Utils#

Mail : [alejandro.martinezleon@uni-saarland.de, ale94mleon@gmail.com] Affiliation : Jochen Hub’s Biophysics Group Affiliation : Faculty of NS, University of Saarland, Saarbrücken, Germany =============================================================================== DESCRIPTION : DEPENDENCIES : ===============================================================================

class palmiche.utils.tools.CHECK(logfile, lisfile=None)[source]#

This class test the normal ending of a GROMACS simulation using the log file. E.g. let say that we have the md.log of a simulation # CHECK = CHECK(‘md.log’) # if CHECK.performance: # #The simulation had a good ending # else: # #The simulations crashed.

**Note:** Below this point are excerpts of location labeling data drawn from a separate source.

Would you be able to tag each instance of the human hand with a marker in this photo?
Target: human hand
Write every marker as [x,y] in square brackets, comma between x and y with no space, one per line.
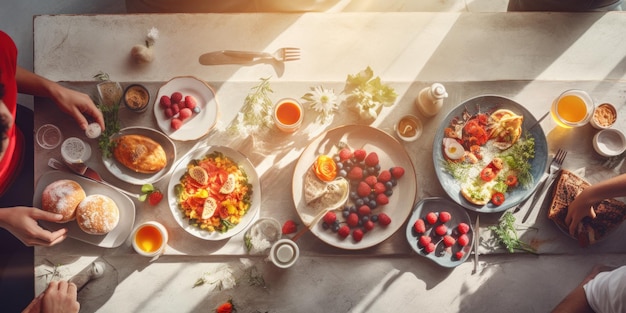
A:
[59,297]
[22,223]
[77,104]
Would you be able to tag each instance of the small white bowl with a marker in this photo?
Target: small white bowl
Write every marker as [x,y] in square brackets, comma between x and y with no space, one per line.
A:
[609,142]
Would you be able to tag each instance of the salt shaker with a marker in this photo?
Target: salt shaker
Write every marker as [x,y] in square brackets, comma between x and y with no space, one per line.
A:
[430,99]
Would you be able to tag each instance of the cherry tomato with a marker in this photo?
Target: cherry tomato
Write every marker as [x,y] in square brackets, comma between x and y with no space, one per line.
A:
[511,180]
[487,174]
[497,198]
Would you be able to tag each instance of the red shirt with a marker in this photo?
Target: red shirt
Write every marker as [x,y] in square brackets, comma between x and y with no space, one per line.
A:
[8,67]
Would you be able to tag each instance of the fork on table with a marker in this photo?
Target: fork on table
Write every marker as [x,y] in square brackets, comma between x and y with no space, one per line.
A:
[280,55]
[555,166]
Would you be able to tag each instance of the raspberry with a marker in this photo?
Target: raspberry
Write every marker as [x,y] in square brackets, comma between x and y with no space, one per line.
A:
[384,176]
[419,226]
[352,220]
[463,228]
[448,240]
[382,199]
[424,241]
[463,240]
[363,189]
[357,234]
[356,173]
[384,219]
[330,217]
[344,231]
[459,255]
[431,218]
[176,97]
[345,154]
[289,227]
[397,172]
[444,216]
[441,229]
[360,154]
[371,159]
[371,180]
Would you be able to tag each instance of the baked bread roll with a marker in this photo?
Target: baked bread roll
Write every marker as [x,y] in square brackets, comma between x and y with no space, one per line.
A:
[140,153]
[97,214]
[62,197]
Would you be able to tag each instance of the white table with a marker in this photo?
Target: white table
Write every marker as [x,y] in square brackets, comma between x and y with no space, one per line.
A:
[530,57]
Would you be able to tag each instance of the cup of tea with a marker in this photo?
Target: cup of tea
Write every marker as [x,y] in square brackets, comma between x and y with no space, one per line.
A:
[288,115]
[573,108]
[284,253]
[150,239]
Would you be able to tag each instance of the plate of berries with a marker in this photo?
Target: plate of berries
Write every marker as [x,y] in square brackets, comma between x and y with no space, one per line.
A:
[381,184]
[186,108]
[440,230]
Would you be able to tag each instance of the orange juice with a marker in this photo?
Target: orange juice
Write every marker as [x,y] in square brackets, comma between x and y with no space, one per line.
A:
[288,113]
[571,108]
[149,238]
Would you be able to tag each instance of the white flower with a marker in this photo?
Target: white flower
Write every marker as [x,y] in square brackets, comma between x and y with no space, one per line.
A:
[323,101]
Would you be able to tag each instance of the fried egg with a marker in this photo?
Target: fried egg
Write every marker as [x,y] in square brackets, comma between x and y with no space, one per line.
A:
[453,149]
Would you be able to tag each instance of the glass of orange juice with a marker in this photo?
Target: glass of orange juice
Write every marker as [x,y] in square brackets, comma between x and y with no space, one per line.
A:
[572,108]
[288,115]
[150,239]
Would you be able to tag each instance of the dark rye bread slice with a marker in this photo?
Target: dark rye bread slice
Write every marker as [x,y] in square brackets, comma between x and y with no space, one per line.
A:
[610,213]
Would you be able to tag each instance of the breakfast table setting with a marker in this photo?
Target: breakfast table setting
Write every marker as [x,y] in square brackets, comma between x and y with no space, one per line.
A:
[469,62]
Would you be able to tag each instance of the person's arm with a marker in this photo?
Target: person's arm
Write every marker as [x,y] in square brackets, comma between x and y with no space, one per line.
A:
[582,204]
[72,102]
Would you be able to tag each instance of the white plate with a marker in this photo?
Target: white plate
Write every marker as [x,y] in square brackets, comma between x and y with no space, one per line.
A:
[253,178]
[124,173]
[200,123]
[114,238]
[390,153]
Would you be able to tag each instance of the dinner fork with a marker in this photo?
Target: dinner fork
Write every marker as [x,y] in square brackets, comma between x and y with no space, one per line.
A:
[555,166]
[280,55]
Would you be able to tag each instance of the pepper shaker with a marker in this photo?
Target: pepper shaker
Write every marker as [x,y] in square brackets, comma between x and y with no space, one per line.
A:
[430,99]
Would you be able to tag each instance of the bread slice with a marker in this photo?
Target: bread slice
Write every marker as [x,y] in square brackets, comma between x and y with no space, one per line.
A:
[610,213]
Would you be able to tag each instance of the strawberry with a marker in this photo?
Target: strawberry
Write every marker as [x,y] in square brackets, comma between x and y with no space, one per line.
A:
[384,176]
[441,229]
[431,218]
[185,114]
[330,217]
[371,180]
[357,234]
[290,227]
[424,241]
[463,240]
[363,189]
[155,197]
[459,255]
[364,210]
[352,220]
[176,97]
[463,228]
[448,240]
[190,102]
[176,123]
[345,154]
[344,231]
[371,159]
[165,102]
[382,199]
[356,173]
[360,154]
[419,226]
[397,172]
[379,188]
[444,216]
[384,219]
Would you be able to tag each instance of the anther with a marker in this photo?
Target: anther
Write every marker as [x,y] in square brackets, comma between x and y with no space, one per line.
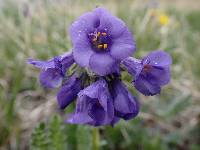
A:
[98,34]
[105,46]
[104,33]
[100,46]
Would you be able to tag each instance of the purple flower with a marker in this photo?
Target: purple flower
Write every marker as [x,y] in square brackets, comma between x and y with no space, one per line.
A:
[94,105]
[69,90]
[101,41]
[53,70]
[150,73]
[126,106]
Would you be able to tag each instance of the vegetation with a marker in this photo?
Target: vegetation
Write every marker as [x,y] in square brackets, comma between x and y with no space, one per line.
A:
[29,116]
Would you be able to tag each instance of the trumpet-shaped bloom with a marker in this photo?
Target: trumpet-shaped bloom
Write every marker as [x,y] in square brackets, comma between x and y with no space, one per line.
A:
[150,73]
[94,105]
[69,91]
[53,70]
[126,106]
[101,41]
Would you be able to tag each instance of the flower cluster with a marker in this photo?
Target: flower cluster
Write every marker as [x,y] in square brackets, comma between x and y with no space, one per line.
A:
[102,49]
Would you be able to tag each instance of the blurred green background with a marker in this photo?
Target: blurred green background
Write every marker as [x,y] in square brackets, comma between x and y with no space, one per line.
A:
[29,116]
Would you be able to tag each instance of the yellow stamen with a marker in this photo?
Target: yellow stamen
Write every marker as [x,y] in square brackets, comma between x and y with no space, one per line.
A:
[98,34]
[100,46]
[94,39]
[104,33]
[105,46]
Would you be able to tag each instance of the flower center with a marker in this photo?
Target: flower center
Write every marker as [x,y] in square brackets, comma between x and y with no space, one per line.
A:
[147,68]
[100,41]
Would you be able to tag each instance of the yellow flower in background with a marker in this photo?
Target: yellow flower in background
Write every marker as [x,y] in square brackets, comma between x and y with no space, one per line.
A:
[163,19]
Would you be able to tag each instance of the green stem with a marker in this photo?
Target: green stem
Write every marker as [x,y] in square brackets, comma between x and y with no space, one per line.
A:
[95,139]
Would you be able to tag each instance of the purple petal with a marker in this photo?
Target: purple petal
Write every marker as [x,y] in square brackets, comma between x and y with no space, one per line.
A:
[102,64]
[66,60]
[126,106]
[50,78]
[82,26]
[97,113]
[134,66]
[79,118]
[123,46]
[81,115]
[42,64]
[158,58]
[145,87]
[101,111]
[69,91]
[82,52]
[158,75]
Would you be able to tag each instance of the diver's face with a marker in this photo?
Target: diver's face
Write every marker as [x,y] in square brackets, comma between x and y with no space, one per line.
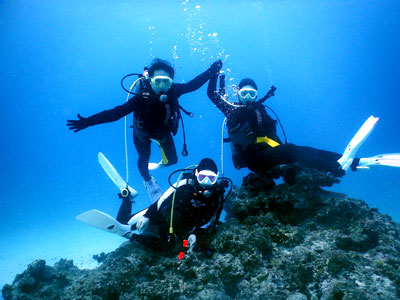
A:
[247,94]
[206,178]
[161,81]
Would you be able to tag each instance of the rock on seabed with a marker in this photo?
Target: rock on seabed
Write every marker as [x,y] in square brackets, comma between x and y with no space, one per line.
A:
[292,241]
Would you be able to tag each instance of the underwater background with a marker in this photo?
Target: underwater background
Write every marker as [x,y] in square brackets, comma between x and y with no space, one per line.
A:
[334,63]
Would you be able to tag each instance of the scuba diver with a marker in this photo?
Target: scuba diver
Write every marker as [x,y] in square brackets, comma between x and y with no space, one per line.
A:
[255,144]
[156,115]
[188,208]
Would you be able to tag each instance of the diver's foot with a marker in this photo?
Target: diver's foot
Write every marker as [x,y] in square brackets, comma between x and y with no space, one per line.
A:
[155,166]
[155,192]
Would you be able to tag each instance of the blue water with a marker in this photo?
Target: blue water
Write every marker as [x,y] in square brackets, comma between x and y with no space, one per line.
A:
[334,63]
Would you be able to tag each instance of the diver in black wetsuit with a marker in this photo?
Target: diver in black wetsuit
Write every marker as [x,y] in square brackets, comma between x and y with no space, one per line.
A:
[156,116]
[253,137]
[197,203]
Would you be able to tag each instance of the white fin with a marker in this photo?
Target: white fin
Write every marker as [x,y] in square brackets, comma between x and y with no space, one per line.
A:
[114,175]
[356,142]
[390,160]
[104,222]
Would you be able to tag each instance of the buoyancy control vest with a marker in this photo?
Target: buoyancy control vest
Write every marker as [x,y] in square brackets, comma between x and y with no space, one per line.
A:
[251,124]
[156,112]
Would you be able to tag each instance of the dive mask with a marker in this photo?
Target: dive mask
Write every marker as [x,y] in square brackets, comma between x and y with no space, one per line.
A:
[161,84]
[247,95]
[207,178]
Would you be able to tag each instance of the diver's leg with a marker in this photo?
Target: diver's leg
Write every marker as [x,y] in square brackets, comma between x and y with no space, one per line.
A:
[168,151]
[269,157]
[143,147]
[125,210]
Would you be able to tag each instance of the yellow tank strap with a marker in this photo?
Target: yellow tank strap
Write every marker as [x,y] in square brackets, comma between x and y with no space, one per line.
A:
[163,156]
[264,139]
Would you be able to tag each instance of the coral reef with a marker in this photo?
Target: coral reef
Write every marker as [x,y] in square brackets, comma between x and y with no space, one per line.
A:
[292,241]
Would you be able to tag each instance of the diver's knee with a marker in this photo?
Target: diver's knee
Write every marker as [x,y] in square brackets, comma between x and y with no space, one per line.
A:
[172,160]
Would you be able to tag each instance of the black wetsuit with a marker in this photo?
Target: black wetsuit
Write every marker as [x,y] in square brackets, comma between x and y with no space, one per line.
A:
[192,210]
[152,119]
[247,123]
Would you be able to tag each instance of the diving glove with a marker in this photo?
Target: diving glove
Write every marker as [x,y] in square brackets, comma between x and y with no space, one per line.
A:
[77,125]
[142,224]
[155,192]
[215,67]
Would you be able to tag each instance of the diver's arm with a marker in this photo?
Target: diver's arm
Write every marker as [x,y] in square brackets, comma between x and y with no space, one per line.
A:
[216,98]
[106,116]
[113,114]
[198,81]
[192,85]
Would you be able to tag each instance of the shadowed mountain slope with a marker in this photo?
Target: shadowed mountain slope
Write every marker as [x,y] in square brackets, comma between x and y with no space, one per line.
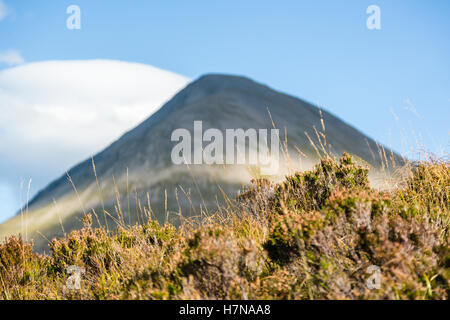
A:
[137,168]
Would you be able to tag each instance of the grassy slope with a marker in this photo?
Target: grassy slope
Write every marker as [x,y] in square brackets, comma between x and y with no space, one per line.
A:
[313,236]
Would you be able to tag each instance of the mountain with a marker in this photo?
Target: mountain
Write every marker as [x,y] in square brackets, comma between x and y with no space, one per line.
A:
[138,168]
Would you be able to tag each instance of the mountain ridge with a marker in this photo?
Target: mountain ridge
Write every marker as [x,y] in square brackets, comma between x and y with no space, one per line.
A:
[143,153]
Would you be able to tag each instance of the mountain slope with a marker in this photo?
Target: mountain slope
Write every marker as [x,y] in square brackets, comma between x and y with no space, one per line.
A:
[138,167]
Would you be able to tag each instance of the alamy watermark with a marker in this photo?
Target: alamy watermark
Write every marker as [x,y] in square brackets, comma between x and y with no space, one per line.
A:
[374,20]
[73,22]
[231,149]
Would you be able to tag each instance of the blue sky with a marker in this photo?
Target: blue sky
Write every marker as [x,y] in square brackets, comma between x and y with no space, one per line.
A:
[393,84]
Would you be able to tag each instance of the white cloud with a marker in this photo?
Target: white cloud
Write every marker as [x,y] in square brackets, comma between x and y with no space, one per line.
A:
[11,58]
[54,114]
[3,10]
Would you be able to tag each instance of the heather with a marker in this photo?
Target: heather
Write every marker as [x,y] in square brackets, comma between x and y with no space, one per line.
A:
[314,235]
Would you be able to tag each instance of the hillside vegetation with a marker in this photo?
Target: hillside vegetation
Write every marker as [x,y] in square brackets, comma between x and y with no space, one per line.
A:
[313,236]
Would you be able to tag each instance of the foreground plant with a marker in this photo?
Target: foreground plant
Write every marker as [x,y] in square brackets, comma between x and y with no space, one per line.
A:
[317,235]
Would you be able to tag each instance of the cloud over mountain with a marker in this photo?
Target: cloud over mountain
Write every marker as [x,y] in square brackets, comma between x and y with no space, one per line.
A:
[55,113]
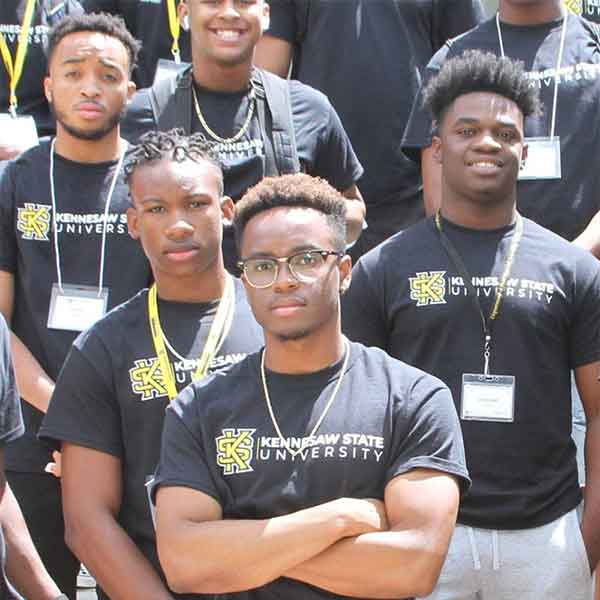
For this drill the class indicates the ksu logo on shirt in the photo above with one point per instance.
(33, 221)
(239, 450)
(148, 382)
(428, 287)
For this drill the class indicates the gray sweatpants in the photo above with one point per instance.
(541, 563)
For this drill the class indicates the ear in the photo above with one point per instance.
(183, 14)
(132, 223)
(266, 17)
(524, 153)
(131, 89)
(436, 149)
(345, 273)
(48, 88)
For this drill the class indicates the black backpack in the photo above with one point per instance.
(171, 100)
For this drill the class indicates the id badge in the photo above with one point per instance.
(148, 485)
(19, 132)
(76, 307)
(167, 69)
(543, 159)
(488, 398)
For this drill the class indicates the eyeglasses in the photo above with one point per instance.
(303, 266)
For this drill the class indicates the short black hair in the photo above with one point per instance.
(477, 71)
(109, 25)
(297, 190)
(173, 145)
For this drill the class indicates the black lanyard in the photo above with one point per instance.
(463, 272)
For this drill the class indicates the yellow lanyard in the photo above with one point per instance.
(15, 70)
(218, 332)
(175, 28)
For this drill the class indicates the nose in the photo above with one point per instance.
(488, 143)
(285, 279)
(228, 10)
(90, 87)
(179, 230)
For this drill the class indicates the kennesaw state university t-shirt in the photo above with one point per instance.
(564, 206)
(373, 82)
(407, 297)
(386, 419)
(111, 394)
(27, 251)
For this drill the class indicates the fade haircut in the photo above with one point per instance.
(298, 190)
(104, 23)
(172, 145)
(476, 71)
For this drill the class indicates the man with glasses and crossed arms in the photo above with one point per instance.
(315, 468)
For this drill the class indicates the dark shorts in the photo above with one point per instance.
(40, 500)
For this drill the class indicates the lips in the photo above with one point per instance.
(89, 110)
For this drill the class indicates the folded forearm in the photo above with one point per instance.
(391, 564)
(118, 565)
(24, 567)
(34, 384)
(232, 555)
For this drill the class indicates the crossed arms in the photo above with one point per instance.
(354, 547)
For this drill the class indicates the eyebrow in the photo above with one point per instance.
(474, 121)
(294, 250)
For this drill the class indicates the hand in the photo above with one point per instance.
(56, 467)
(361, 515)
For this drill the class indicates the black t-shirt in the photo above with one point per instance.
(324, 149)
(111, 395)
(148, 21)
(386, 419)
(30, 91)
(11, 427)
(27, 251)
(564, 206)
(408, 298)
(373, 83)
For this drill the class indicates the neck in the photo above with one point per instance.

__init__(logfile, lisfile=None)[source]#
daysdiff(startdatetime=None)[source]#

Take the difference between the estimated ended time of lisfile and datetime_start

Parameters:
  • lisfile (path) – [description]

  • datetime_start (datetime) – A date time.

Returns:

Days’ difference.

Return type:

float

estimated_end_datetime()[source]#
Read an md.lis looking for the last instance of the string with the estimation of the ended time.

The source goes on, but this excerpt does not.